Она быстро приспособилась к нашей новой жизни: не жаловалась на то, что порции еды с каждым разом становятся все меньше, или на то, что приходится спать на жестком полу. Она изредка спрашивала про Ом Бао или Старичка, но услышав, что их нет с нами, кивала, словно к ней вдруг возвращалась память. Затем бабушкин взгляд снова становился рассеянным, и она возвращалась в свой мир.
– В мгновение ока, вдохнул – и уже не выдохнул, – прошептала бабушка мне на ухо. – Он и сам не ожидал.
Младенец и правда выглядел удивленным. Он лежал, разинув крошечный рот, и сколько взрослые ни пытались закрыть мертвые глаза, они все равно оставались распахнутыми. Я не могла отделаться от мысли, что он не был готов к смерти. Совсем кроха, он еще ничего не знал о мире и о себе, и легкость, с которой все случилось, поразила его.

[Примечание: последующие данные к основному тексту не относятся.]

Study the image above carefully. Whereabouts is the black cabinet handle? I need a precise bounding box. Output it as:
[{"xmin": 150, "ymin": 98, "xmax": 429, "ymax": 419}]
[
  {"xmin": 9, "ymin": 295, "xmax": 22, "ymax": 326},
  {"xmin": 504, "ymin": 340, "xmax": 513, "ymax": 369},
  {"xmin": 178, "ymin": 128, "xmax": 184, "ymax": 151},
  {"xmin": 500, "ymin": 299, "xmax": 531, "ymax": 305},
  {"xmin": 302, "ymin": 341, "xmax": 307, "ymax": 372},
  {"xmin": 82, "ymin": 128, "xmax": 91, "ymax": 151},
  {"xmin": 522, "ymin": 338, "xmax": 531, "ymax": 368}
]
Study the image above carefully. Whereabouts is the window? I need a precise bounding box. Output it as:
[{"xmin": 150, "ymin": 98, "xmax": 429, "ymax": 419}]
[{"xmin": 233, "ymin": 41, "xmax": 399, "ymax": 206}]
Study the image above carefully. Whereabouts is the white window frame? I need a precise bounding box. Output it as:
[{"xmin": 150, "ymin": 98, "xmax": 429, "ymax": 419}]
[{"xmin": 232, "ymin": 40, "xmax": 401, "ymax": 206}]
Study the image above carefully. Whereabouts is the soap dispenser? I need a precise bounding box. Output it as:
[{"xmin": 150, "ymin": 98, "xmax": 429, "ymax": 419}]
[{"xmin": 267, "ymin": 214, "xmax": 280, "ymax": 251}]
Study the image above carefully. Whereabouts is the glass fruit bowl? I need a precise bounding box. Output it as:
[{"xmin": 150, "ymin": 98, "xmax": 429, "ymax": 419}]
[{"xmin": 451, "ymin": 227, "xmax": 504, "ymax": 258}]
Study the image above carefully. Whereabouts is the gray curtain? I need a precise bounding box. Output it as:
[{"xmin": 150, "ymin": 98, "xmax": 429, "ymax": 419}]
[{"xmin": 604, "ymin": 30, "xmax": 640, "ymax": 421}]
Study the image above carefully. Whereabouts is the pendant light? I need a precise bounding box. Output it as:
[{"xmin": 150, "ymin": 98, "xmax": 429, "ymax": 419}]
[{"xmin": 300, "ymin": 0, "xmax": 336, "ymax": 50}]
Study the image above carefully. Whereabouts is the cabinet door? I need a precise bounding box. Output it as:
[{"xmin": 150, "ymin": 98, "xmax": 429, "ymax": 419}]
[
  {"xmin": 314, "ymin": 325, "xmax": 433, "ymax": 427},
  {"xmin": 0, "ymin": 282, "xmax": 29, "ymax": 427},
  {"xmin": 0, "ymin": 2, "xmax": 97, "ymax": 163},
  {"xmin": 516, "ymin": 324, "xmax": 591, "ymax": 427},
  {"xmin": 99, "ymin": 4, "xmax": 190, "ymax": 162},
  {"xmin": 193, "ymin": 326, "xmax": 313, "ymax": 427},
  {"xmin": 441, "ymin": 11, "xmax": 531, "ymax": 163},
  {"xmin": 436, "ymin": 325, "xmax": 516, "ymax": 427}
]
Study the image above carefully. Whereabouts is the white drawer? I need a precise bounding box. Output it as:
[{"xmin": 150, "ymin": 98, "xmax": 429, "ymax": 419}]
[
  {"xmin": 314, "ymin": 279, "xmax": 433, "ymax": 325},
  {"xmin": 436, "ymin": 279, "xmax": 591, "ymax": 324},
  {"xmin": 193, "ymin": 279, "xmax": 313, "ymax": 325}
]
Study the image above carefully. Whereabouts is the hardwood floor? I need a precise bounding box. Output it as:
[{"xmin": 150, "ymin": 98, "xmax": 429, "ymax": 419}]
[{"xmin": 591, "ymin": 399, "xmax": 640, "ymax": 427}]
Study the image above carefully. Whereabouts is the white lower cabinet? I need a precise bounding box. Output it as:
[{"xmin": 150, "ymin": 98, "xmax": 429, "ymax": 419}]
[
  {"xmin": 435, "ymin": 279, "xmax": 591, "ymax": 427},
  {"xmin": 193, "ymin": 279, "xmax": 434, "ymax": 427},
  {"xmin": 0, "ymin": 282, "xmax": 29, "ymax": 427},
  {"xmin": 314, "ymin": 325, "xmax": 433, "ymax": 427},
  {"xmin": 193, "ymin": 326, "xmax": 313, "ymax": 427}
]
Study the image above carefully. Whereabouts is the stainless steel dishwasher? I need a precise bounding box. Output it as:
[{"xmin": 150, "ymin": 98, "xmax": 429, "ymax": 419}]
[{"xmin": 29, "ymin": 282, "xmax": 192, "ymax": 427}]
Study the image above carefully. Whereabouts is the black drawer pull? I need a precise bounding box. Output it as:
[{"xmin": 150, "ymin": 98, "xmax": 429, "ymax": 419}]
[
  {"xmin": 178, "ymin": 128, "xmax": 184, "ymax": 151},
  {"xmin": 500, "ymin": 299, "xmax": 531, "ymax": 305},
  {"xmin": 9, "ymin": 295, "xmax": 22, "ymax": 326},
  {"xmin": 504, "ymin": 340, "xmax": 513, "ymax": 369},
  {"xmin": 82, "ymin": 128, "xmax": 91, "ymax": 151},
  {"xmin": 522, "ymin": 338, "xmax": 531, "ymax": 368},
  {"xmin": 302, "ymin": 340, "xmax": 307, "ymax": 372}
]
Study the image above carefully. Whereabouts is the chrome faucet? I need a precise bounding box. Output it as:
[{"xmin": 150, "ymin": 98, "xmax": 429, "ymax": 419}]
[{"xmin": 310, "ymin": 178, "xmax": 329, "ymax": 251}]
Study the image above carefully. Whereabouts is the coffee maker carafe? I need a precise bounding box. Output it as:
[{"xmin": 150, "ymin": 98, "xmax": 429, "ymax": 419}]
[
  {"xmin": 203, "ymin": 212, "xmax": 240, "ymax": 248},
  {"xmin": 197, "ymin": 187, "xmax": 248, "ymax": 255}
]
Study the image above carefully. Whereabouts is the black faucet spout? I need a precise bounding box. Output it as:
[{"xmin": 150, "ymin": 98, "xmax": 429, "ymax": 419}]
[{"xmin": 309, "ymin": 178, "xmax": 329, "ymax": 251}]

Я попыталась представить, каково это – умереть на вдохе, а не на выдохе, как это обычно бывает.
– Как будто он зевает, – сказала я, наклонившись к Бабушке-королеве. – Должно быть, ужасно вот так задохнуться.
– Он избавлен от жизни, полной горя и сожаления. – Бабушка-королева принялась кивать головой. – Да, горя и сожаления…
Ее, единственную из взрослых, не потрясла внезапная смерть младенца. Бабушка смотрела на это с отрешенностью человека, который сам вскоре собирается покинуть мир.
Тата, сидя в своем углу, наблюдала за происходящим полными ужаса глазами, слово смерть бездомным скитальцем вошла в наше жилище и поселилась в нем, отвоевав себе место в этой обители призраков.
– Нет, не может быть, – бормотала Тата себе под нос. – Это не со мной.
Вокруг столпились люди. Господин Вирак, обхватив голову руками, скорчился на полу в дальнем углу их комнаты. Папа и Большой Дядя попытались вывести его наружу, чтобы он не слышал криков жены и не видел мертвого сына, но он наотрез отказался. В своей твердости он был похож на каменную глыбу, застывшую в углу. Он ни с кем не хотел говорить. Да и кто мог понять его? Мне хотелось сказать господину Вираку, что я понимаю. Не его горе, но то, как жестоко обошлись с ним боги. Зачем они подарили ему то, с чем сами не хотели расставаться?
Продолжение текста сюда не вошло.